If there is a cloud, the heat radiated by the earth is reflected by the clouds back to the earth. So the earth remains warm.

On a cloudless night, the earth is cooled by radiating the absorbed heat (absorbed during day-time) during the night without any chance of being reflected back to the earth.

3. Outer surface at bottom of the cooking utensils is coated black. The reason Is that a blackened surface absorbs heat very well and so cooking is done more quickly in such utensils than in a new one with a polished outer surface.

4. The box of the solar cooker (and solar water heater) is painted black from the inside. This is because a black surface is a very good absorber of heat and it will absorb maximum heat radiations coming from the sun.


Thermos-flask is also called Dewar’s flask, named after its designer British scientist Sir James Dewar. It is normally used to keep hot things hot and cold things cold for a longer time.


It mainly consists of a double-walled glass bottle.
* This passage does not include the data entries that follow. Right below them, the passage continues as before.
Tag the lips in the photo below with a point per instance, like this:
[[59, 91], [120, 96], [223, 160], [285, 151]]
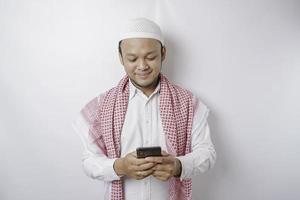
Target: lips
[[143, 74]]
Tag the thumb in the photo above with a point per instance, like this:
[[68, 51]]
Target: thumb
[[164, 153]]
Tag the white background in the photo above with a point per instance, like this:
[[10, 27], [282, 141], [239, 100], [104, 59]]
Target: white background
[[242, 58]]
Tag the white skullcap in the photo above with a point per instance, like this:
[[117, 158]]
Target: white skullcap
[[141, 28]]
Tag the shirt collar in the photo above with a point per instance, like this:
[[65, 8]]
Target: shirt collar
[[133, 90]]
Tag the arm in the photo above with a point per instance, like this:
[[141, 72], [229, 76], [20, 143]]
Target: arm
[[203, 155], [95, 163]]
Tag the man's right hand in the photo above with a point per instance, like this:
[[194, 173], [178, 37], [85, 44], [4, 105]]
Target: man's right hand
[[133, 167]]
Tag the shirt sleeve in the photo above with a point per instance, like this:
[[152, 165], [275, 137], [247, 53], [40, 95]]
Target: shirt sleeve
[[95, 163], [203, 154]]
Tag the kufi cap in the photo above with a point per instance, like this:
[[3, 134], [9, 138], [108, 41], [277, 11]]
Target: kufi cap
[[141, 28]]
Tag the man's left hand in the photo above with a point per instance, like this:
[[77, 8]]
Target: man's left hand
[[167, 166]]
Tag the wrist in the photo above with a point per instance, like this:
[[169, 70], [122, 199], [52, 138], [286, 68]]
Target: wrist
[[118, 167], [178, 168]]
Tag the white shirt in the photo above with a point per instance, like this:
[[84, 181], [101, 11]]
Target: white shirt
[[143, 127]]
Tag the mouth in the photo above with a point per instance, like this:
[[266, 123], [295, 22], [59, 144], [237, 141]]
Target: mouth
[[143, 75]]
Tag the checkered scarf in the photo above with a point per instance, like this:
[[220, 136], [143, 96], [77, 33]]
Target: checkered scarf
[[106, 116]]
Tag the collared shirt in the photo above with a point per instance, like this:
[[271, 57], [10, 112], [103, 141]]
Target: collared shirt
[[143, 127]]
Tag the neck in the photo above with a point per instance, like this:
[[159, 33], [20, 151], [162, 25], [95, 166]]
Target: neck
[[149, 89]]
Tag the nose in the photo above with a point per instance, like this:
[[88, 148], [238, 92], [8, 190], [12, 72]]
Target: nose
[[142, 65]]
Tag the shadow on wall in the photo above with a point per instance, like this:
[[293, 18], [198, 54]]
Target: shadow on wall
[[206, 185]]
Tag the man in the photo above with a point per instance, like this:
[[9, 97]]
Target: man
[[145, 109]]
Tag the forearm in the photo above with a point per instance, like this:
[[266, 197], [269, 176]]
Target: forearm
[[99, 167]]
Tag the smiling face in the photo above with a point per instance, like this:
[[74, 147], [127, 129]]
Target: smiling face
[[142, 60]]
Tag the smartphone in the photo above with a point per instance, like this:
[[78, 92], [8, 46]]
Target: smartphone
[[143, 152]]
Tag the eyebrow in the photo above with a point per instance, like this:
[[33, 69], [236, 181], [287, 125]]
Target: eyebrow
[[132, 54]]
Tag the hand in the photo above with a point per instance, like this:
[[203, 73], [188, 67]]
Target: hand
[[133, 167], [167, 166]]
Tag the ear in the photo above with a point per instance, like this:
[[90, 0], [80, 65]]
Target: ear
[[121, 59], [164, 51]]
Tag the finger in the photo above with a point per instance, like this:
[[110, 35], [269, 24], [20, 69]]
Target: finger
[[164, 153], [133, 153], [156, 159], [146, 166], [144, 173], [138, 161], [160, 175]]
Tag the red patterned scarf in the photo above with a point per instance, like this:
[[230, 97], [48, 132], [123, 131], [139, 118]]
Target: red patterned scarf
[[106, 115]]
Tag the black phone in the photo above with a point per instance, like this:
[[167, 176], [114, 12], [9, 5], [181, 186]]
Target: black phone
[[143, 152]]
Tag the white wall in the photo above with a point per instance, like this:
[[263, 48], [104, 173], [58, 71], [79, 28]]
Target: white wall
[[241, 57]]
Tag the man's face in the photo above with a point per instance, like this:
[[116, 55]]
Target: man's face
[[142, 60]]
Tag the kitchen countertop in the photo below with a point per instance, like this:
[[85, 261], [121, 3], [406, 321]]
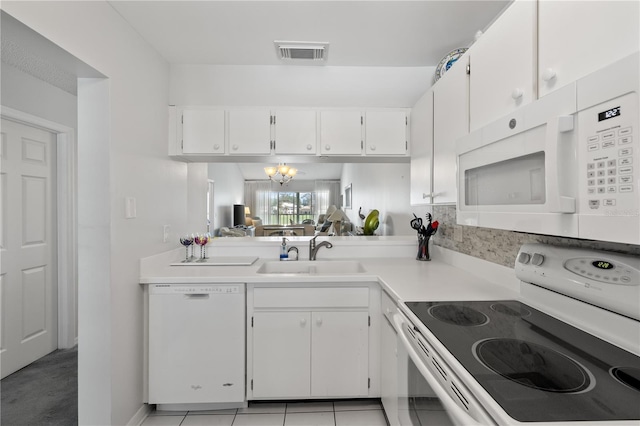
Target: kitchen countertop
[[404, 279]]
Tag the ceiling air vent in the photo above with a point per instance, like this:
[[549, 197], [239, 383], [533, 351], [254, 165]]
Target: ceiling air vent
[[306, 51]]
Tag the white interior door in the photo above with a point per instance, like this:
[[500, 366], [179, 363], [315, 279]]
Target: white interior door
[[28, 274]]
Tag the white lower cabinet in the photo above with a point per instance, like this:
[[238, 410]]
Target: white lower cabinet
[[389, 362], [308, 342], [281, 354], [339, 353]]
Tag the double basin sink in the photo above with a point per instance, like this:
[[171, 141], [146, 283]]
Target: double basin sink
[[315, 267]]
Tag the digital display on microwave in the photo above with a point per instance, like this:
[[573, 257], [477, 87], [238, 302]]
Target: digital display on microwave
[[610, 113], [602, 264]]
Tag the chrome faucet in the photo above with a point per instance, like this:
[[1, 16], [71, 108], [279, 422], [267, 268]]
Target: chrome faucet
[[313, 248]]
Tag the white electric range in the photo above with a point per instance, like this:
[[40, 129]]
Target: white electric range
[[567, 352]]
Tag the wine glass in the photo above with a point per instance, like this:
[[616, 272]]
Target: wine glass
[[186, 240], [202, 240]]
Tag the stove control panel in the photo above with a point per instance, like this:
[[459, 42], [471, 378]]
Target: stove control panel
[[605, 279], [603, 269]]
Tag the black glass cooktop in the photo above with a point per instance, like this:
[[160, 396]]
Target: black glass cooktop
[[536, 367]]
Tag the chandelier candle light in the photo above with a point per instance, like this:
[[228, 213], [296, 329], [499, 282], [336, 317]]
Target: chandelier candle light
[[284, 172]]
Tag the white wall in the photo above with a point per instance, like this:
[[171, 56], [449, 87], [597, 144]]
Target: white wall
[[288, 85], [228, 190], [136, 165], [28, 94], [384, 187]]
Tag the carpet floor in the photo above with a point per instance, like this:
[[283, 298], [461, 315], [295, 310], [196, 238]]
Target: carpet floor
[[44, 393]]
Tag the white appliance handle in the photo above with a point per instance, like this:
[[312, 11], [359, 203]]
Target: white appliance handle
[[455, 412], [556, 173]]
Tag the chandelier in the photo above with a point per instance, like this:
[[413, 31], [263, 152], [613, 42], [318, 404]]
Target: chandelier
[[281, 173]]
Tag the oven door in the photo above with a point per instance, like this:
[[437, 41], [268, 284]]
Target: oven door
[[423, 398], [417, 402], [519, 172]]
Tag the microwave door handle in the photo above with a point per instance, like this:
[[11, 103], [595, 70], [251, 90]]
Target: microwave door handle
[[557, 176], [457, 414]]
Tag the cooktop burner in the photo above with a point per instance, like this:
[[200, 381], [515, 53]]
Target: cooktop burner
[[537, 368], [511, 309], [628, 376], [532, 365], [458, 315]]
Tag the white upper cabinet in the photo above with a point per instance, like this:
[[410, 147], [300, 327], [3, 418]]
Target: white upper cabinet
[[386, 133], [450, 122], [576, 38], [502, 65], [421, 149], [202, 131], [295, 132], [249, 132], [341, 132]]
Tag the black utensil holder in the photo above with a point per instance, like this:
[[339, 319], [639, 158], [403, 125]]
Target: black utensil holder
[[423, 248]]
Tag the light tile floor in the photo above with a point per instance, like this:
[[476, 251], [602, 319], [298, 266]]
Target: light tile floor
[[360, 412]]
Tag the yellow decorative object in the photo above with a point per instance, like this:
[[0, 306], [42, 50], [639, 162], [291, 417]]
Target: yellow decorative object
[[371, 223]]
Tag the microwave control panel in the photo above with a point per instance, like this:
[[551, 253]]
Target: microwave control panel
[[608, 157]]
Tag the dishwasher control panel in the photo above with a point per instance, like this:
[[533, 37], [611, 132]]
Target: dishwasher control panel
[[196, 289]]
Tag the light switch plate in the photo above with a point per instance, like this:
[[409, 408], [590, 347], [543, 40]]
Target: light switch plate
[[129, 208]]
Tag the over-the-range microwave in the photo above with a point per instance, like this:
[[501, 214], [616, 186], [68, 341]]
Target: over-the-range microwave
[[568, 164]]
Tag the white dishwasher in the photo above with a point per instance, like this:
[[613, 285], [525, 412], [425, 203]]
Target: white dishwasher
[[196, 343]]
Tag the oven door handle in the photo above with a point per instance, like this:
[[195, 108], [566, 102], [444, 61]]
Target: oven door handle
[[455, 412]]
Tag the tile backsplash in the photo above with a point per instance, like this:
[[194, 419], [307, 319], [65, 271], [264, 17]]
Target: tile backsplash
[[500, 246]]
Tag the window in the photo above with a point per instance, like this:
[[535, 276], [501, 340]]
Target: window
[[287, 208]]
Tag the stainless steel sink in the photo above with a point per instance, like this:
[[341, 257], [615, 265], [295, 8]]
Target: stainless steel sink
[[316, 267]]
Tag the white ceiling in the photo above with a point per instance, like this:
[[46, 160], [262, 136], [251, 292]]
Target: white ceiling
[[360, 33]]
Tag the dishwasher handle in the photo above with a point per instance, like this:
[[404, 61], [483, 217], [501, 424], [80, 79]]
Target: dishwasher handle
[[197, 296], [455, 412]]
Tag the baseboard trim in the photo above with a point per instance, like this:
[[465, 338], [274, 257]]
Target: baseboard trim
[[140, 415]]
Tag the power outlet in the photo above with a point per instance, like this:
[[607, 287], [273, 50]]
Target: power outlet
[[457, 234]]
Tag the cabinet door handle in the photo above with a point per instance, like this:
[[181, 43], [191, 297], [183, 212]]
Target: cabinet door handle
[[517, 93], [548, 74]]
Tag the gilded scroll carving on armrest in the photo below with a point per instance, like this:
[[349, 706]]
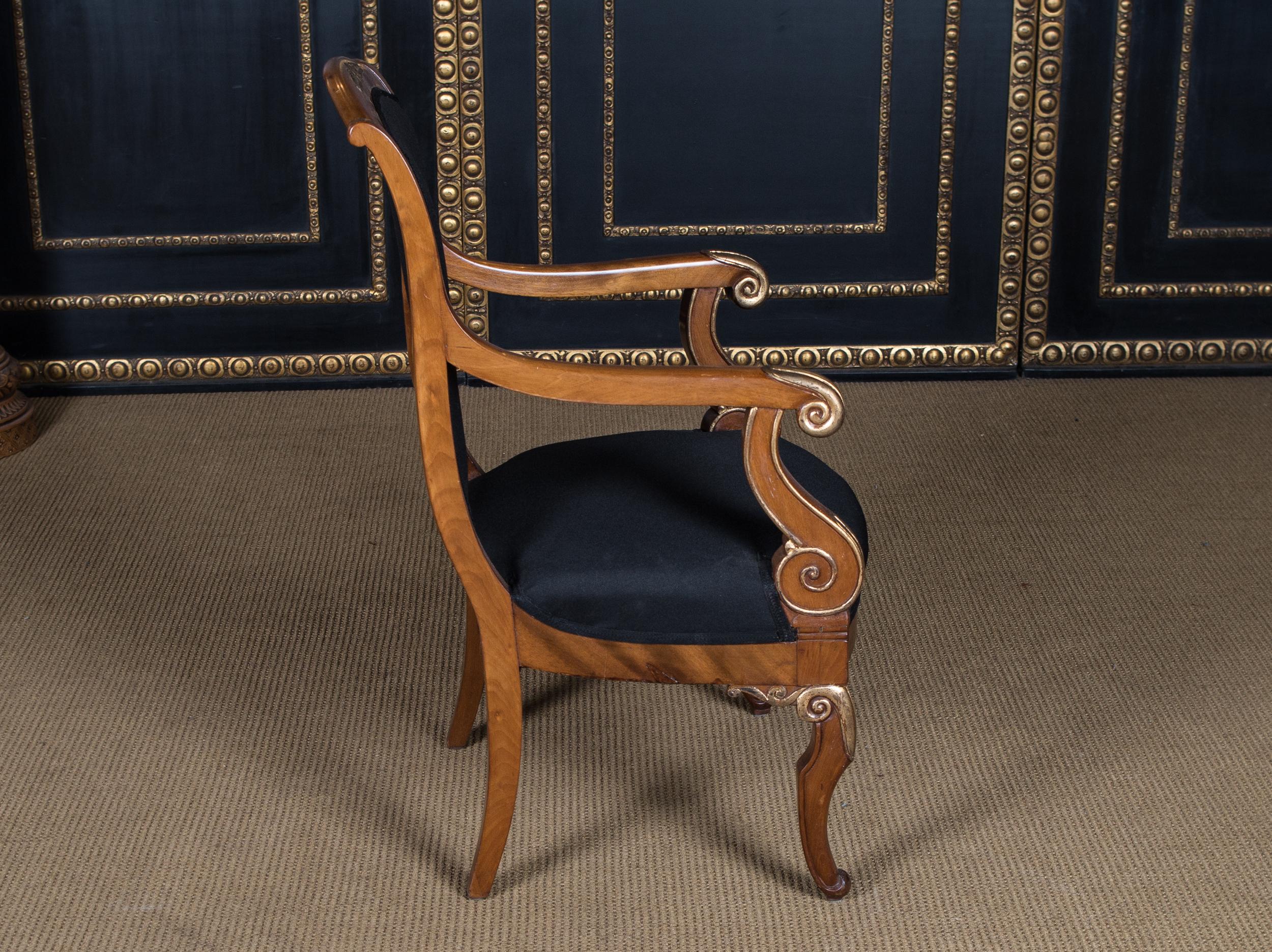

The space between the two walls is made vacuum. The outer surface of the inner wall and the inner surface of the outer wall is silvered.

The bottle is placed inside a non-conducting cylindrical jacket. The space between the double-walled bottle and the jacket is filled with felt pads and springs

so that the bottle is not damaged due to any jerk. The mouth of the bottle is closed with a cork.

WBBSE Solutions for class 8 Chapter-1 Physical environment Thermos- flask

The efficiency of a thermos-flask in maintaining the temperature of a substance placed within it depends on the minimization of the heat transfer between the substances kept within it and the surroundings.

How does a thermos-flask function

Let some hot liquid be kept within a thermos- flask. Loss of heat from the liquid is kept in check in the following ways:

The space between the walls of the double-walled bottle is without any medium i.e.; vacuum; so heat transfer from the hot liquid by conduction and convection is significantly reduced.

The outer surface of the inner wall may, if at all, radiate a very small quantity of heat, but since it is silvered, the traces of radiated heat is reflected back from the silvered inner surface of the outer wall.

The mouth of the double-walled bottle is corked, so the loss of heat by evaporation is minimized. Thus, a thermos-flask minimizes the loss of heat from its content (placed within it).